Royal le puso perfume de mujer al ballottage

Superó las críticas por sus fotos en biquini. Nació en Senegal y creció en una zona rural francesa.

SEDUCTORA. Royal se compró al electorado con su sonrisa. REUTERS
SEDUCTORA. Royal se compró al electorado con su sonrisa. REUTERS
23 Abril 2007
PARIS.- Ségolène Royal sigue en el camino a la presidencia de Francia, después de sortear  la primera ronda de unas elecciones a las que dotó de encanto y de una férrea determinación que ha confundido a sus críticos. Nacida en Senegal en 1953, Royal y sus siete hermanos crecieron en una zona rural francesa, con un padre que fue coronel del Ejército.
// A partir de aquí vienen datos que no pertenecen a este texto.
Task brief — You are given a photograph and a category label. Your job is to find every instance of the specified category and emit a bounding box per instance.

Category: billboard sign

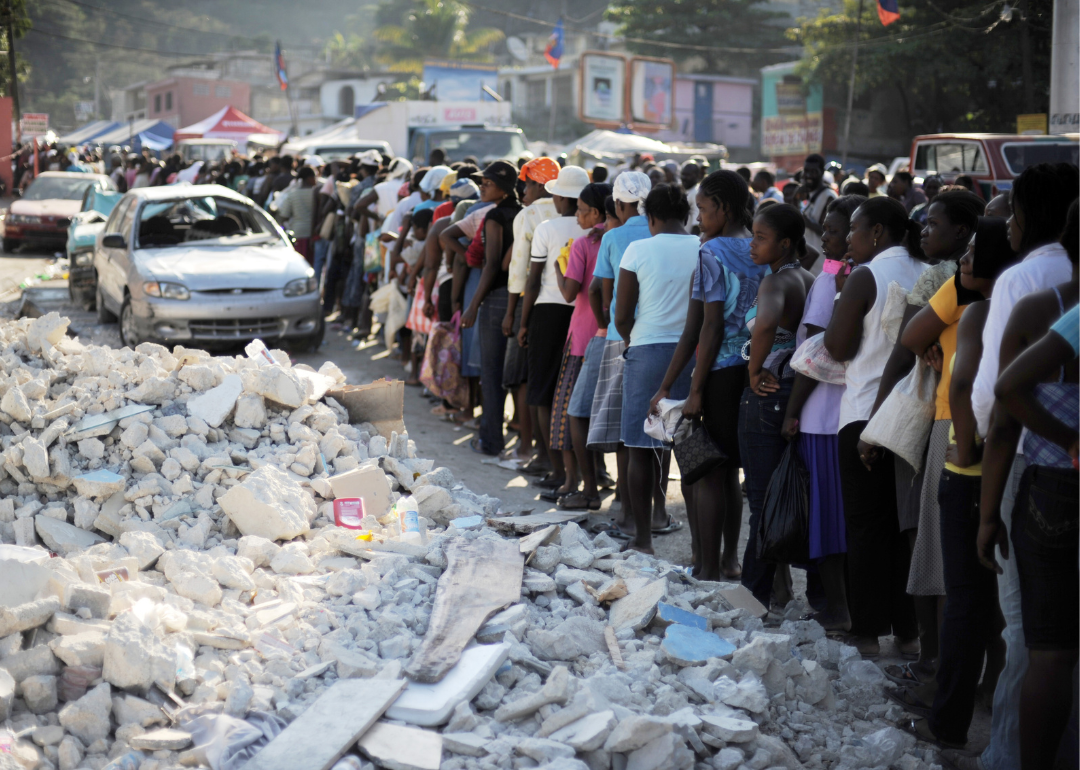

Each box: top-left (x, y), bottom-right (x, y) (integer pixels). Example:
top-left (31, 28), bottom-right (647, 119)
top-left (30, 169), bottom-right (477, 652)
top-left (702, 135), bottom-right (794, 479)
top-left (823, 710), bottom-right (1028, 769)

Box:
top-left (18, 112), bottom-right (49, 139)
top-left (630, 56), bottom-right (675, 126)
top-left (579, 52), bottom-right (626, 124)
top-left (423, 59), bottom-right (499, 102)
Royal fascinó a un país en el que los hombres dominaron la política por largo tiempo. Desde que fotos suyas en biquini aparecieron el verano pasado en la portada de una revista, trabajó duro para afrontar críticas de que no tiene el peso necesario para una campaña seria a la presidencia.
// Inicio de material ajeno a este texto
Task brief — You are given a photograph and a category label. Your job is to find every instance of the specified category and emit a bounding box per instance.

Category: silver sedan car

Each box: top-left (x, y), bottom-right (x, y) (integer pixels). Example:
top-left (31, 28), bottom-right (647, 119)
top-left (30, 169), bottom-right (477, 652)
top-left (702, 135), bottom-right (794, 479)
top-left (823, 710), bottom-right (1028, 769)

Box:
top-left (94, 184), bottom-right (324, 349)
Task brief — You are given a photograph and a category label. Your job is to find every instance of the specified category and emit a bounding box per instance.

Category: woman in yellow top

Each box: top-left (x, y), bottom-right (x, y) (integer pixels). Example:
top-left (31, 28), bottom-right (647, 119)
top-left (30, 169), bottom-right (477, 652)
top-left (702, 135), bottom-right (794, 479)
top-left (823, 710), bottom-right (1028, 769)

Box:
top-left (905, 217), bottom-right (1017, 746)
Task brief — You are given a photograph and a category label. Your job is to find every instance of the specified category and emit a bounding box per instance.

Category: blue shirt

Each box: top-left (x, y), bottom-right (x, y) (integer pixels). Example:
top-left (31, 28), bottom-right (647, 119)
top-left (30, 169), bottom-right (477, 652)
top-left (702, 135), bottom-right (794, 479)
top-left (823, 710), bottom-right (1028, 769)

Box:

La nación quedó paralizada cuando Royal superó a políticos varones más experimentados, entre ellos al padre de sus cuatro niños, y fue elegida la candidata presidencial de los socialistas. Pasó sin problemas las primeras semanas de su campaña, pero más tarde cometió errores y fue atacada por ex colegas que señalaban que detrás de su sonrisa se escondía una mujer autoritaria.
La frase “¡soy una mujer libre!” se convirtió en un grito de batalla de Royal para justificar sus políticas “no socialistas”. (Reuter)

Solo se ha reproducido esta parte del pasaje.